Carl Fuller

Personal information
- Born: January 10, 1946 (age 80) St. Augustine, Florida, U.S.
- Listed height: 6 ft 9 in (2.06 m)
- Listed weight: 225 lb (102 kg)

Career information
- High school: Murray (St. Augustine, Florida)
- College: Bethune–Cookman (1963–1968)
- NBA draft: 1968: 5th round, 56th overall pick
- Drafted by: Detroit Pistons
- Playing career: 1969–1972
- Position: Center
- Number: 51

Career history
- 1969–1970: Allentown Jets
- 1970–1972: The Floridians

Career highlights
- EPBL champion (1970);
- Stats at Basketball Reference

= Carl Fuller =

American basketball player (born 1946)

Carl Edmond Fuller (born January 10, 1946, in St. Augustine, Florida) is an American former professional basketball center who played two seasons in the American Basketball Association (ABA) as a member of The Floridians in the 1970–71 and 1971–72 seasons.

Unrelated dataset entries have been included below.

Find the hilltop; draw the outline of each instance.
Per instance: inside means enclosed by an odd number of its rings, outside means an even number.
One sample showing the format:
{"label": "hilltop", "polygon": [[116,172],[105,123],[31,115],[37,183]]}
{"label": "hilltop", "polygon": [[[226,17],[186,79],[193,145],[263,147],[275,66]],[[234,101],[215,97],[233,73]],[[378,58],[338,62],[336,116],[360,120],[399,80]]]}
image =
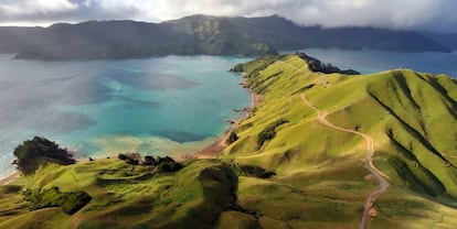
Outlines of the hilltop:
{"label": "hilltop", "polygon": [[0,28],[0,53],[32,59],[113,59],[160,55],[275,54],[278,50],[338,47],[450,52],[447,43],[412,31],[299,26],[278,15],[191,15],[162,23],[87,21],[49,28]]}
{"label": "hilltop", "polygon": [[[380,182],[368,157],[390,184],[369,228],[453,228],[457,81],[412,69],[316,73],[300,56],[233,68],[262,102],[219,159],[173,173],[116,159],[42,166],[0,187],[0,228],[358,228]],[[24,187],[92,200],[74,215],[29,211]]]}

He attended Bethune-Cookman University where during the fifth round of the 1968 NBA draft, he was selected by the Detroit Pistons, and during the ninth round of the 1967 NBA draft, he was also selected by the St. Louis Hawks, but never played in the NBA.

Fuller played for the Allentown Jets of the Eastern Professional Basketball League (EPBL) during the 1969–70 season and won an EPBL championship in 1970.